Optimal Binning for Numerical Variables using ChiMerge
optimal_binning_numerical_cm.Rd
Implements optimal binning for numerical variables using the ChiMerge algorithm (Kerber, 1992) and Chi2 algorithm (Liu & Setiono, 1995), calculating Weight of Evidence (WoE) and Information Value (IV) for resulting bins.
Usage
optimal_binning_numerical_cm(
target,
feature,
min_bins = 3L,
max_bins = 5L,
bin_cutoff = 0.05,
max_n_prebins = 20L,
convergence_threshold = 1e-06,
max_iterations = 1000L,
init_method = "equal_frequency",
chi_merge_threshold = 0.05,
use_chi2_algorithm = FALSE
)
Arguments
- target
Integer vector of binary target values (0 or 1)
- feature
Numeric vector of feature values to bin
- min_bins
Minimum number of bins (default: 3)
- max_bins
Maximum number of bins (default: 5)
- bin_cutoff
Minimum frequency for a bin (default: 0.05)
- max_n_prebins
Maximum number of initial bins before merging (default: 20)
- convergence_threshold
Threshold for convergence in IV difference (default: 1e-6)
- max_iterations
Maximum number of iterations (default: 1000)
- init_method
Method for initial binning: "equal_width" or "equal_frequency" (default: "equal_frequency")
- chi_merge_threshold
Significance level for chi-square test (default: 0.05)
- use_chi2_algorithm
Whether to use the enhanced Chi2 algorithm (default: FALSE)
Value
A list containing:
id: Vector of numeric IDs for each bin
bin: Vector of bin names (intervals)
woe: Vector of Weight of Evidence values for each bin
iv: Vector of Information Value for each bin
count: Vector of total counts for each bin
count_pos: Vector of positive class counts for each bin
count_neg: Vector of negative class counts for each bin
cutpoints: Vector of bin boundaries for prediction
converged: Boolean indicating whether the algorithm converged
iterations: Number of iterations run
total_iv: Total Information Value of the feature
monotonic: Boolean indicating if the bins have monotonic WoE
algorithm: Which algorithm was used (ChiMerge or Chi2)
requested_min_bins: Minimum bins requested in the function call
requested_max_bins: Maximum bins requested in the function call
Details
The ChiMerge algorithm (Kerber, 1992) uses chi-square statistics to determine when to merge adjacent bins.

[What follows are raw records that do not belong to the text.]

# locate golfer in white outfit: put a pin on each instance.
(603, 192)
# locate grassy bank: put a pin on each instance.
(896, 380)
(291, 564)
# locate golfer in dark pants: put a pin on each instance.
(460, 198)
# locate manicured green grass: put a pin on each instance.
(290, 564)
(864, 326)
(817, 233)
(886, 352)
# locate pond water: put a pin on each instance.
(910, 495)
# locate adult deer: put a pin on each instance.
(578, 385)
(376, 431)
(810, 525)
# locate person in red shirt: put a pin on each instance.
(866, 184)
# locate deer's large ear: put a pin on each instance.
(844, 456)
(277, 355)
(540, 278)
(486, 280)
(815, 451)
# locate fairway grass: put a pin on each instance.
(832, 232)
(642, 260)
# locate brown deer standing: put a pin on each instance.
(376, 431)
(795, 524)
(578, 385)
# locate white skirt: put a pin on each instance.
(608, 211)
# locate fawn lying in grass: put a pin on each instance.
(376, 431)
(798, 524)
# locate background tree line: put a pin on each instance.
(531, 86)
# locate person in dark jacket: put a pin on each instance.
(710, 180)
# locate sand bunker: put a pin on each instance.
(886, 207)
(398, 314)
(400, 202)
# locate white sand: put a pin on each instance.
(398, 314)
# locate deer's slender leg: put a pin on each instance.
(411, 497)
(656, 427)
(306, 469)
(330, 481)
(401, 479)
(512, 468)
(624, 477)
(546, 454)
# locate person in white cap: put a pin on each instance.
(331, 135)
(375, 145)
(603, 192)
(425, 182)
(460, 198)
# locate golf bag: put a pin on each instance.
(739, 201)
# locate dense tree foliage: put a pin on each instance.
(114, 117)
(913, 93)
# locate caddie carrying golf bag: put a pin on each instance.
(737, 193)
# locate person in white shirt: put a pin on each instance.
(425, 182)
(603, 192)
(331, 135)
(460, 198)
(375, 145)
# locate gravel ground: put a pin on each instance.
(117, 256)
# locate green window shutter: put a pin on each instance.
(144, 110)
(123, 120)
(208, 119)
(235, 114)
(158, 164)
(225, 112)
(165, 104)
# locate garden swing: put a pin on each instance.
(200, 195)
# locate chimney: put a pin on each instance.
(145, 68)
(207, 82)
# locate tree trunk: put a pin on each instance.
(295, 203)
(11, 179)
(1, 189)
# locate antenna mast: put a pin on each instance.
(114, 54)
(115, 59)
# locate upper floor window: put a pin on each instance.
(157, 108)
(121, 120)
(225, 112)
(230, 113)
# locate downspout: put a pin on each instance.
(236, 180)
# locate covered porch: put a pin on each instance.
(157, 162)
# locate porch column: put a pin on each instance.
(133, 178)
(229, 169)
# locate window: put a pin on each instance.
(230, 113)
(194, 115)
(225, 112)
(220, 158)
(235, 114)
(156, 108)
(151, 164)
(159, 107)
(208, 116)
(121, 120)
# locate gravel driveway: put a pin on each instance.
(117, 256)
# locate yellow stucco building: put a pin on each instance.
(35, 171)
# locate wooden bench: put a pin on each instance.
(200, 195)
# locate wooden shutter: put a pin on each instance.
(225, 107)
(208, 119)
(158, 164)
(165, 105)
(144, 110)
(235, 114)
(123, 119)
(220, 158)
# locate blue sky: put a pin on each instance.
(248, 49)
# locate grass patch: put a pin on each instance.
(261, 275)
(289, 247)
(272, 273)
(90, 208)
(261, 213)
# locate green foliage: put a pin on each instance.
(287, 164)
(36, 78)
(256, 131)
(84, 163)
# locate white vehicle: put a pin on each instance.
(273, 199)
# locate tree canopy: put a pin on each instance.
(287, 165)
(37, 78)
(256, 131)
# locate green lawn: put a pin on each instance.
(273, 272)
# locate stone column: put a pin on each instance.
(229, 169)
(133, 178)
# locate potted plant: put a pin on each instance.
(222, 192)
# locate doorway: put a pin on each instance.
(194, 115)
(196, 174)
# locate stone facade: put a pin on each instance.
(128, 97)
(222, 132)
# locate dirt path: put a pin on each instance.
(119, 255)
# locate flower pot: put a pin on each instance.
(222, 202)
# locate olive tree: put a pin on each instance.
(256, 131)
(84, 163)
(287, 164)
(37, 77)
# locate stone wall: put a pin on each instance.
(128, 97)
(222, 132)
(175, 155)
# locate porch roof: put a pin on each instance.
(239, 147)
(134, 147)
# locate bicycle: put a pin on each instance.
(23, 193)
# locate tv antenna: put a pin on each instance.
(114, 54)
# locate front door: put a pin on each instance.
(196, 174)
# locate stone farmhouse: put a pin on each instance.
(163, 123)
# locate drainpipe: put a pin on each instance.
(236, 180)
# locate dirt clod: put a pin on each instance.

The chi-square statistic is calculated as:
$$\chi^2 = \sum_{i=1}^{2}\sum_{j=1}^{2} \frac{(O_{ij} - E_{ij})^2}{E_{ij}}$$
where \(O_{ij}\) is the observed frequency and \(E_{ij}\) is the expected frequency for bin i and class j.
The Chi2 algorithm (Liu & Setiono, 1995) extends ChiMerge with automated threshold determination and feature selection capabilities.
Weight of Evidence (WoE) is calculated as:
$$WoE = \ln(\frac{P(X|Y=1)}{P(X|Y=0)})$$
Information Value (IV) for each bin is calculated as:
$$IV = (P(X|Y=1) - P(X|Y=0)) * WoE$$
The algorithm works by:
Creating initial bins based on the specified method (equal frequency or equal width)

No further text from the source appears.